Sangerhausen Südwest Sangerhausen Südwest: Streetworker beklagt gefährliche Mutproben bei Kindern

Sangerhausen - Sven Pittner ist gerade mit dem Rad unterwegs, als es wieder passiert. Ein Auto fährt durch die zugeparkte Wilhelm-Koenen-Straße, zwischen den stehenden Fahrzeugen huscht plötzlich ein Kind vor und rennt blitzschnell über die Straße. Etwa fünf Gleichaltrige folgen sofort, der Autofahrer kann nur noch mit Mühe abbremsen, die Kinder entwischen unverletzt und lachend.
„So etwas kommt hier in Sangerhausen Südwest häufiger vor“, erzählt Pittner, der städtische Streetworker. Einmal ist er selbst Zeuge geworden, von dutzenden Vorfällen berichten die Anwohner.
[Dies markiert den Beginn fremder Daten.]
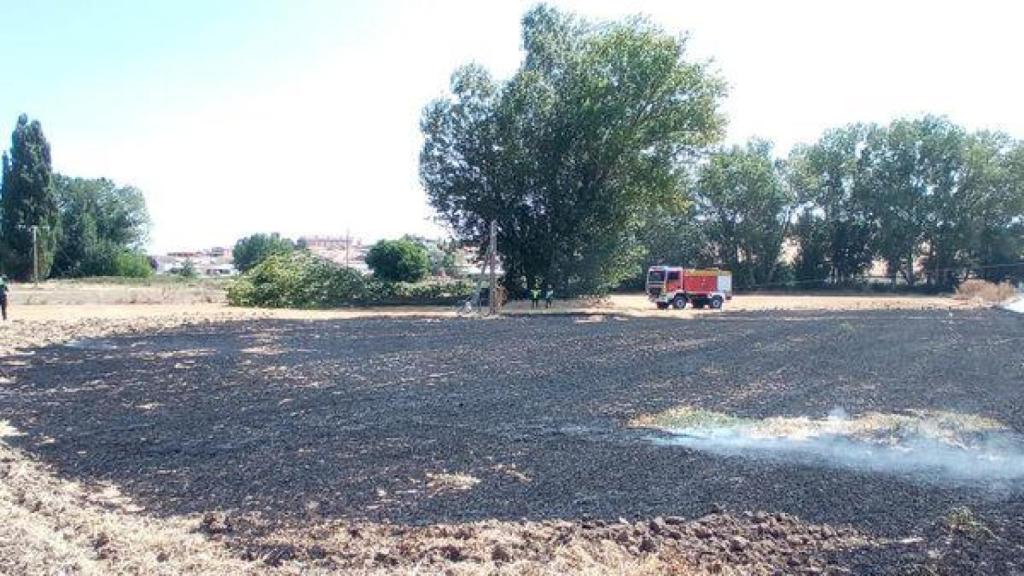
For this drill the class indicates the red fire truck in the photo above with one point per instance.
(674, 286)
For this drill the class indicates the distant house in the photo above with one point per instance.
(343, 250)
(213, 262)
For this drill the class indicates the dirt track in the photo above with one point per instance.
(289, 424)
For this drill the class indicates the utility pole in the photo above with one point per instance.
(348, 243)
(493, 256)
(35, 254)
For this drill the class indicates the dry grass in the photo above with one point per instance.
(984, 291)
(51, 526)
(948, 427)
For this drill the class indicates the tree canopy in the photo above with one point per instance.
(103, 227)
(600, 122)
(398, 260)
(744, 210)
(28, 199)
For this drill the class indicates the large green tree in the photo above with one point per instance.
(597, 125)
(912, 170)
(101, 224)
(744, 208)
(835, 230)
(28, 199)
(398, 260)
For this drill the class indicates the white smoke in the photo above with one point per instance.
(929, 446)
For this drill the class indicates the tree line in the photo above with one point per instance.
(83, 227)
(601, 155)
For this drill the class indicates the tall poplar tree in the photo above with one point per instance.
(28, 199)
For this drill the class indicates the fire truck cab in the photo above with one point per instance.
(675, 286)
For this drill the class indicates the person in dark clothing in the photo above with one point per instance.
(3, 296)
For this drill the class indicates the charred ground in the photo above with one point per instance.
(300, 421)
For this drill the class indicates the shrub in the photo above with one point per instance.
(305, 281)
(985, 291)
(398, 260)
(420, 293)
(132, 264)
(297, 280)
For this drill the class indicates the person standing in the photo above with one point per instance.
(3, 296)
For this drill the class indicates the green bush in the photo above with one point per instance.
(398, 260)
(305, 281)
(132, 264)
(419, 293)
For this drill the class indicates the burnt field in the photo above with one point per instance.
(419, 421)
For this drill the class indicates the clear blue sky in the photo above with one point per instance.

Es handelt sich um gefährliche Mutproben, schätzt er: „Die Kinder suchen die Grenzerfahrung, stürzen sich in lebensbedrohliche Situationen und wollen in ihrer Gruppe Stärke beweisen.“
Bisher scheint alles gut ausgegangen zu sein
Und das hat Folgen. Vor allem die Autofahrer seien verunsichert, weiß Pittner. Im Jugendzentrum Südwest, dem „Buratino“, sind die Mutproben oft genug Thema. Betreuer und Eltern erzählen davon, haben es gesehen und manchmal verrät sich ein Kind selbst. Der Streetworker weiß nicht, ob bisher Schlimmeres passiert ist.
Die Polizeistatistik führt keine Verkehrsunfällen mit Personenschaden in Südwest für die vergangenen Monaten. Bisher scheint alles glimpflich ausgegangen zu sein, sagt Polizeisprecher Heiko Prull. Und selbst wenn sich die Vorfälle in Südwest häufen würden: Eine Konzentration auf den Stadtteil sei in keiner Erhebung sichtbar. „Wir zählen die Fälle für ganz Sangerhausen und nicht nach Stadtteil“, so Prull.
Südwest ist der kinderreichste Stadtteil
Sven Pittner sieht in den Mutproben allerdings ein Phänomen der letzten Monate, das verstärkt in Südwest auftritt. Die Wohngegend will er nicht verteufeln. Doch die hohe Arbeitslosigkeit und ihre Folgen blieben wohl unübersehbar, findet er. „Südwest ist ein Brennpunkt“, zieht er sein Fazit.
Nach Schätzungen des Einwohnermeldeamtes handelt es sich um den kinderreichsten Stadtteil Sangerhausens. Eine aktuelle Erhebung spricht von etwa 560 Minderjährigen - Tendenz steigend. Pittner sieht einen Zusammenhang zwischen dieser Zahl und dem erhöhten Aufkommen an Kindern, die in Südwest nach Beschäftigung suchen.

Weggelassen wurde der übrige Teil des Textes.